The provisions of the Labour Act shall be applied to all personnel, but article 4 of the mentioned act states some activities and employment relationships which are exempt from this act. According to the article, the following are not subject to the Labour Act;
a. Sea and air transportation activities,
b. In establishments and enterprises employing a minimum of 50 employees (50 included) where agricultural and forestry work is carried out,
c. Any construction work related to agriculture which falls within the scope of family economy,
d. In works and handicrafts performed at home home without any outside help by members of the family or close relatives up to 3rd degree (3rd degree included),
e. Domestic services,
h. Those? undergoing rehabilitation,
i. Establishments employing three employees and falling within the definition given in Article 2 of the Tradesmen and Small Handicrafts Act.

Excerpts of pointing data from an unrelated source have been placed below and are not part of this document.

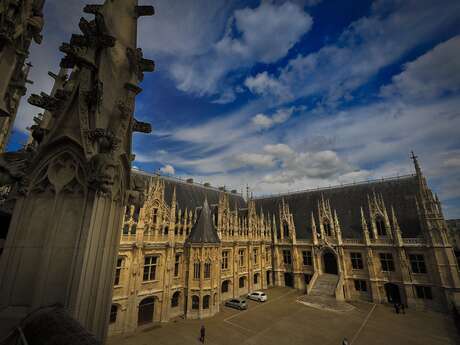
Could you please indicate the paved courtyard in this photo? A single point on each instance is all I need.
(282, 320)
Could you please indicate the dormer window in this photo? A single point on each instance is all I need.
(327, 228)
(380, 225)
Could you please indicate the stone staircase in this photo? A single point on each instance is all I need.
(325, 285)
(322, 295)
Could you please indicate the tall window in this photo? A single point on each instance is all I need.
(286, 230)
(380, 224)
(356, 261)
(417, 262)
(175, 299)
(177, 265)
(327, 228)
(423, 292)
(155, 215)
(195, 302)
(113, 313)
(150, 267)
(307, 259)
(206, 302)
(287, 257)
(360, 285)
(118, 271)
(386, 260)
(133, 229)
(241, 282)
(241, 255)
(225, 260)
(207, 270)
(196, 270)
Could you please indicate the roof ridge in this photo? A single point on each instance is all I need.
(359, 183)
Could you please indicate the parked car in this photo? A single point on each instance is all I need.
(237, 303)
(258, 296)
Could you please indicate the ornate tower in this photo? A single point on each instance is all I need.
(20, 23)
(72, 183)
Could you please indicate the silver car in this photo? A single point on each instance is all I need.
(237, 303)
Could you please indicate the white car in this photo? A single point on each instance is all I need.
(258, 296)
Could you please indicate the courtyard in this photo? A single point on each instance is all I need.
(283, 320)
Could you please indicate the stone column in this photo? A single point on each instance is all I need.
(75, 179)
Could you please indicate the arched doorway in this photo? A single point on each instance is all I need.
(288, 279)
(146, 310)
(330, 263)
(392, 292)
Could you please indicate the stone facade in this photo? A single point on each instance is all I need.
(386, 241)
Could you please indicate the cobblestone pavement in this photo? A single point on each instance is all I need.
(282, 320)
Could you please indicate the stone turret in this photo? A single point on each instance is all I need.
(76, 179)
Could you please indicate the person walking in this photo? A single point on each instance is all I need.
(202, 333)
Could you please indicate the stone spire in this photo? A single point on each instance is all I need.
(20, 23)
(76, 179)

However, the following shall be subject to this Act;
a. Loading and unloading operations to and from ships at ports and landing stages,
b. All ground activities related to air transportation,
c. Agricultural crafts and activities in workshops and factories manufacturing implements, machinery and spare parts for use in agricultural operations,
d. Construction work in agricultural establishments,
e. Work performed in parks and gardens open to the public or subsidiary to any establishment,
f. Work by seafood producers whose activities are not covered by the Maritime Labour Act and not deemed to be agricultural work.
Freedom of contract applies in principle, but relating to the public order, employment agreements have some restrictions in employee’s favor. In accordance with the employee protection principle which dominates the labour law, freedom of contract is restricted. Labour Law provisions frequently determine the upper and lower boundaries of work conditions. The parties in an employment contract can only modify the upper limit boundaries of work conditions, but they can’t negotiate the lower limit boundaries of conditions provided by Labor Law. In the case of Labor Law, parties can modify the rules only in the favour of the employee. They cannot change these provisions against the interest of the employee. Legal nature of rules provided by Labor Act is relative imperative rules.
As per Article 36 of Law No. 6356, collective bargaining agreements take precedence over the individual employment agreements except otherwise It is stated in the collective bargaining agreement, however, if the individual employment contract includes some more favorable stipulations for employee, those stipulations shall prevail.